This sort of thinking underlies the ID3 algorithm for learning decisions trees, which we will define more formally below. However, the reasoning is a little more delicate, as (in our example) it would also take into account the examples when the parents did not visit.
Entropy
Keeping together a decision tree is all a matter of deciding which feature to check at every node in the tree. We shall describe a measure known as information gain which will be used to choose which feature to check at every node. Information gain is itself deliberate using a measure known as entropy, which we first define for the case of a binary decision problem and then define for the common case.

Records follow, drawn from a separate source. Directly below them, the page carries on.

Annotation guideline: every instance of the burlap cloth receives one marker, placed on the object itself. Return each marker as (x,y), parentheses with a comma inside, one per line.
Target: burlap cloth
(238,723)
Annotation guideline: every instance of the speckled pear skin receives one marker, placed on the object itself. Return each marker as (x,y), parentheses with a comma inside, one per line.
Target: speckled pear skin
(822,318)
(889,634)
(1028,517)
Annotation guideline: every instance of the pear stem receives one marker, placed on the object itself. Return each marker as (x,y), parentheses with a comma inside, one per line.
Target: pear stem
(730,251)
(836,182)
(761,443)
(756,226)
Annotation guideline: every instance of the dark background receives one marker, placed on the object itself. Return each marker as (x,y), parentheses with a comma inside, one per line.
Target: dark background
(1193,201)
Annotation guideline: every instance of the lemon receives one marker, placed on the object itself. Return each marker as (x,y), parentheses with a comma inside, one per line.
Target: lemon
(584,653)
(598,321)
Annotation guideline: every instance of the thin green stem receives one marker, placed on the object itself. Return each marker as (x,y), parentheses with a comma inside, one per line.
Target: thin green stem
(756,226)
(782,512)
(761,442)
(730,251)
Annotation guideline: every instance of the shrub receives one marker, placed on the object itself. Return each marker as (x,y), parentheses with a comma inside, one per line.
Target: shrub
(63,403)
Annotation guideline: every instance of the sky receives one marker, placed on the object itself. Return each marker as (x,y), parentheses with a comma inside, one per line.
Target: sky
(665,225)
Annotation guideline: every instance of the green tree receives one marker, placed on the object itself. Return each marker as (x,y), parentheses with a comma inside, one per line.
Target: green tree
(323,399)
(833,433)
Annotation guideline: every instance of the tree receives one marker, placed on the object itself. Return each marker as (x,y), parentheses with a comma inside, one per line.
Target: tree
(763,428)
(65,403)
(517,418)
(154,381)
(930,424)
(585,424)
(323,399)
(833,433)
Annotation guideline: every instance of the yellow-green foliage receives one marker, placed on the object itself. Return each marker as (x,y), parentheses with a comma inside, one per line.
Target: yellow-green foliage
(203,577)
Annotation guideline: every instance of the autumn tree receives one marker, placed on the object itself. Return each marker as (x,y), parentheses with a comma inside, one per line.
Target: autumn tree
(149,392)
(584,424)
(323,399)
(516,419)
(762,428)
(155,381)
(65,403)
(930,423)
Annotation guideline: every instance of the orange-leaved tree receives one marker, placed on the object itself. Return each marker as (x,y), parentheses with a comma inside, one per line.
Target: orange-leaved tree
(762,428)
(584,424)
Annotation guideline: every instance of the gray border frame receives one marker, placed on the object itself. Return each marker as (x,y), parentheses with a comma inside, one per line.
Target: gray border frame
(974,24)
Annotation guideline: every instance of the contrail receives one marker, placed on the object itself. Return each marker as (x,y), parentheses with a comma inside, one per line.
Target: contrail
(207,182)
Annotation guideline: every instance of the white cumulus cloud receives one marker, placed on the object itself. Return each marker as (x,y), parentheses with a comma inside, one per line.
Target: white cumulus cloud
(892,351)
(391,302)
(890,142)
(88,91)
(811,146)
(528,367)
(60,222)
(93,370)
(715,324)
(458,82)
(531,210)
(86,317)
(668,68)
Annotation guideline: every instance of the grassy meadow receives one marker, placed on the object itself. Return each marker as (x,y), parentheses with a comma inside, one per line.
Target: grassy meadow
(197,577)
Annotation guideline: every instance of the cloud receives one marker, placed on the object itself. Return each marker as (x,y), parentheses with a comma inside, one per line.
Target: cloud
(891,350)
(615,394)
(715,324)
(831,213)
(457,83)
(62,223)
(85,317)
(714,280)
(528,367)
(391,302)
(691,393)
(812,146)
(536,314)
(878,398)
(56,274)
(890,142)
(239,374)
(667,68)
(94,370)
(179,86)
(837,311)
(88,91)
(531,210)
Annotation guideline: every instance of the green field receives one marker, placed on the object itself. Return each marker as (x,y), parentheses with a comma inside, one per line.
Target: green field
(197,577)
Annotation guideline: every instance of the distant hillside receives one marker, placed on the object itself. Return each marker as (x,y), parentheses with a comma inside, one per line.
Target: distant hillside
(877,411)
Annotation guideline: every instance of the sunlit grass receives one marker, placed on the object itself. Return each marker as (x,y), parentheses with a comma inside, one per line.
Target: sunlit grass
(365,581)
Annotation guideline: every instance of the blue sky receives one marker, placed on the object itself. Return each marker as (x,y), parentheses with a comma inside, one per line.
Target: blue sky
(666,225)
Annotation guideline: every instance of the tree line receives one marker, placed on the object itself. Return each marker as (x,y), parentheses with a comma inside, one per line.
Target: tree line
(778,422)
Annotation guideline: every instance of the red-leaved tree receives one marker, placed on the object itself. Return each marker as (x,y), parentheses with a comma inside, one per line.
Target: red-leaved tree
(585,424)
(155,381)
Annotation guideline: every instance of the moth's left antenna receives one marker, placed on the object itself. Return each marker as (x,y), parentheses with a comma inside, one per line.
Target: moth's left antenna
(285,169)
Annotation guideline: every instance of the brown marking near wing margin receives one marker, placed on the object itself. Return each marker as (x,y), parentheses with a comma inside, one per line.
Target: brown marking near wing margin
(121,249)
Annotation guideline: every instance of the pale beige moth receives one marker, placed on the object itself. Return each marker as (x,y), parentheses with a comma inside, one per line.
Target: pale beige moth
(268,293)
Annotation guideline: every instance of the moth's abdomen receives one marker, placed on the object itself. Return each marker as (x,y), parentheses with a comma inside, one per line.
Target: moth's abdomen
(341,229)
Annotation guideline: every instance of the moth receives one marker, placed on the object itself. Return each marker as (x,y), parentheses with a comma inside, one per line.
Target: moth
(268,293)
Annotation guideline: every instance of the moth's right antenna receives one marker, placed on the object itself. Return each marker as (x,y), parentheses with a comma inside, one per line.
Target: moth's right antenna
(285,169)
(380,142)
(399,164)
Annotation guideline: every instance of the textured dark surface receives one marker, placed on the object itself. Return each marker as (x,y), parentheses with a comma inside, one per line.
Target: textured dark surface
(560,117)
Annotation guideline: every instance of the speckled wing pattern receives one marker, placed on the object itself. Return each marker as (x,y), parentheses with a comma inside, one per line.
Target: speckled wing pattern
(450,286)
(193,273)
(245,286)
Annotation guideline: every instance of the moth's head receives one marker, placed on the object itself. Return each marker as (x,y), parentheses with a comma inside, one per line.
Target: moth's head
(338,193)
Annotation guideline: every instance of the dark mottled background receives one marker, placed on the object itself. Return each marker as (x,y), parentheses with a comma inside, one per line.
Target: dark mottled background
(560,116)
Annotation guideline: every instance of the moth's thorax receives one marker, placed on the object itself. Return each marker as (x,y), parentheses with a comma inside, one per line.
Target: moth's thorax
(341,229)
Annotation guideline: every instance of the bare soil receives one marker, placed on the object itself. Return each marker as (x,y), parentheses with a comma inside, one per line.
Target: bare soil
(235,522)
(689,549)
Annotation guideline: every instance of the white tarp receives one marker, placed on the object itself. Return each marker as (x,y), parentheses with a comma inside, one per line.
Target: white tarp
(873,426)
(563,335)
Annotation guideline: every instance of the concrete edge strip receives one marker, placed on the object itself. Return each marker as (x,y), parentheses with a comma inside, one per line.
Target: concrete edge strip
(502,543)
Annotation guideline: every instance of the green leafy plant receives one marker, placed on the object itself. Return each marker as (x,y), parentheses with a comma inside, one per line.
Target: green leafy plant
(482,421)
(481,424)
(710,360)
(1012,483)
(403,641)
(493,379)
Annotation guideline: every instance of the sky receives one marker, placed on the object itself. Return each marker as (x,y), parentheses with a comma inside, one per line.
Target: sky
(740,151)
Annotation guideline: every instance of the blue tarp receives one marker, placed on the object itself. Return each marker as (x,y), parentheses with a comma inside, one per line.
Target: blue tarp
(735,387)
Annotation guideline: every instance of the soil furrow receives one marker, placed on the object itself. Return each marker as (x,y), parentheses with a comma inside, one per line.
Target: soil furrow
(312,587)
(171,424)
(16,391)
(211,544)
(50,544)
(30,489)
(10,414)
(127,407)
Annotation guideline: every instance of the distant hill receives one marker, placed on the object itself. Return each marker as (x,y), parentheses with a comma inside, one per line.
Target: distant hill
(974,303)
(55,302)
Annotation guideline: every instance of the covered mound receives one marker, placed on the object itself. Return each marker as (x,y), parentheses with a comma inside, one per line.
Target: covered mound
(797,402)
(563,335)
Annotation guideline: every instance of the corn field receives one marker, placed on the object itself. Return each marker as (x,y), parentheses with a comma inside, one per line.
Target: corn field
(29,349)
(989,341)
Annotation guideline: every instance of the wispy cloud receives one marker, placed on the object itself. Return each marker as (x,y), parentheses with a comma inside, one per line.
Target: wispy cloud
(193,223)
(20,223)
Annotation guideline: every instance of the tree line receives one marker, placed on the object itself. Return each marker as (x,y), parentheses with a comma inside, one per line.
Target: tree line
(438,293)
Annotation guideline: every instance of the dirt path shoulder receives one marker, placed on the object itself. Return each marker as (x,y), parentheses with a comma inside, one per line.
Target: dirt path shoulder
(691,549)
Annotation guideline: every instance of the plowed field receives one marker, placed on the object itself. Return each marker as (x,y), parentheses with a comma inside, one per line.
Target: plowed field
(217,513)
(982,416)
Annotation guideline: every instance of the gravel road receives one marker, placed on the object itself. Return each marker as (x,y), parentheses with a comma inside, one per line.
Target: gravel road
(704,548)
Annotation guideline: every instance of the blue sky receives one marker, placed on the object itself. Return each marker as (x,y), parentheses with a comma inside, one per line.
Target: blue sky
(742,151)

Given a binary categorization, C, and a group of examples, S, for which the proportion of examples categorized as positive by C is p+ and the proportion of examples categorized as negative by C is p-, then the entropy of S is:
The reason we described entropy first for a binary decision problem is because it is more easy to have an impression of what it is trying to measure. Tom Mitchell keeps this quite good:
"In order to describe information gain shortly, we start by describing a measure generally used in information theory, known as entropy that characterizes the impurity of an arbitrary group of examples."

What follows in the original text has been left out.